Reality reared its ugly head when I started taking lessons at a nearby stable. There I met a shy young man who had an equally shy young horse. The man was called Stephen and the horse, Robert.
Apart from his very striking blue eyes, the thing about Robert was that some thugs had got into the field where he was kept with his mother. They shot the mother to death and left the struggling and terrified little colt tied to a tree with barbed wire.
Who would do such a thing? What did they get out of it? Thankfully Robert had a guardian angel and I think he repaid Stephen with an uncommon bond - one that the boy needed to break out of his shell, perhaps.
It is not only vandals who create the need for horse rescue though. Cases of neglect are more frequent. Quite simply it is often a child's forgotten pony, left in a paddock to starve and fret with boredom and loneliness that needs the attention of the rescuers.
What about the brood mares when they are passed their prime, the fleetest of racehorses which lose their edge? While many are honoured for their work by being put into retirement and receive loving attention to the day they die, a shocking number of horses are worked nearly to death and then rejected by the original owner.
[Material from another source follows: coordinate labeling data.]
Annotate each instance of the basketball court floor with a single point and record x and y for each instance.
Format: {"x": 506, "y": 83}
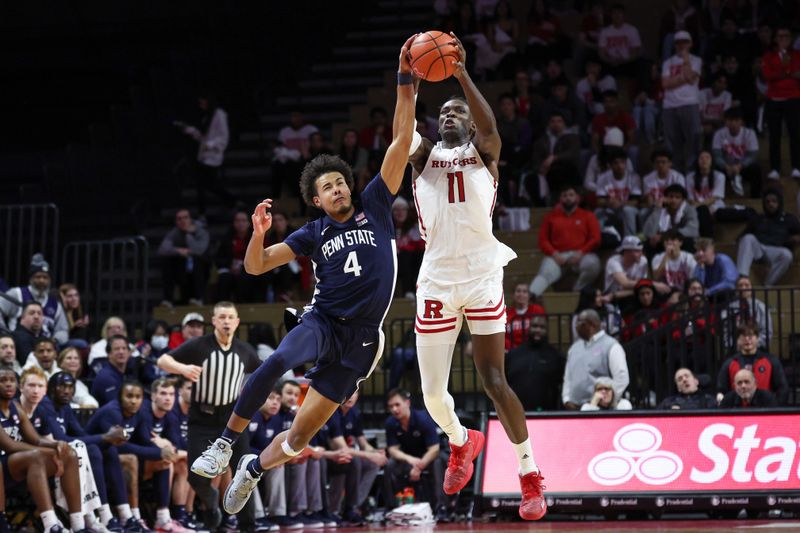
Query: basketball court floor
{"x": 651, "y": 526}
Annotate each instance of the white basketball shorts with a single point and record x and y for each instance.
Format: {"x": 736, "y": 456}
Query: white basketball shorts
{"x": 442, "y": 308}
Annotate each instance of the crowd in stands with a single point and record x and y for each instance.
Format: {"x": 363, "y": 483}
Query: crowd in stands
{"x": 631, "y": 151}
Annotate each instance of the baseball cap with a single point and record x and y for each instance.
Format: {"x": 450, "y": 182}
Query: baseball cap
{"x": 614, "y": 137}
{"x": 192, "y": 317}
{"x": 683, "y": 35}
{"x": 62, "y": 378}
{"x": 631, "y": 242}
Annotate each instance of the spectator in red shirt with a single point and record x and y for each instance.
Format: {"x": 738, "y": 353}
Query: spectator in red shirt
{"x": 568, "y": 237}
{"x": 519, "y": 316}
{"x": 781, "y": 69}
{"x": 613, "y": 117}
{"x": 378, "y": 135}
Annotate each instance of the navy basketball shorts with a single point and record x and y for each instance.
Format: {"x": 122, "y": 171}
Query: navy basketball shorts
{"x": 347, "y": 354}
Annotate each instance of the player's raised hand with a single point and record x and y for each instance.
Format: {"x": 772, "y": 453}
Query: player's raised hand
{"x": 404, "y": 66}
{"x": 262, "y": 218}
{"x": 461, "y": 63}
Internationally, tireless vounteers and workers take horses into care every day. Scour the horse rescue pages in your area and you will find (after you manage to get your anger in check at many of the stories of outrageous neglect and abuse) everything from ancient old ponies who ask only that they be allowed to come to spend their last years as companions and friends and noble hunters who have many good years ahead of them to young colts and fillies with their whole lives ahead of them.
So, if there are any young (or old) dreamers out there, who have the opportunity to finally buy a long desired horse, please look at horse rescues and shelters as your first option.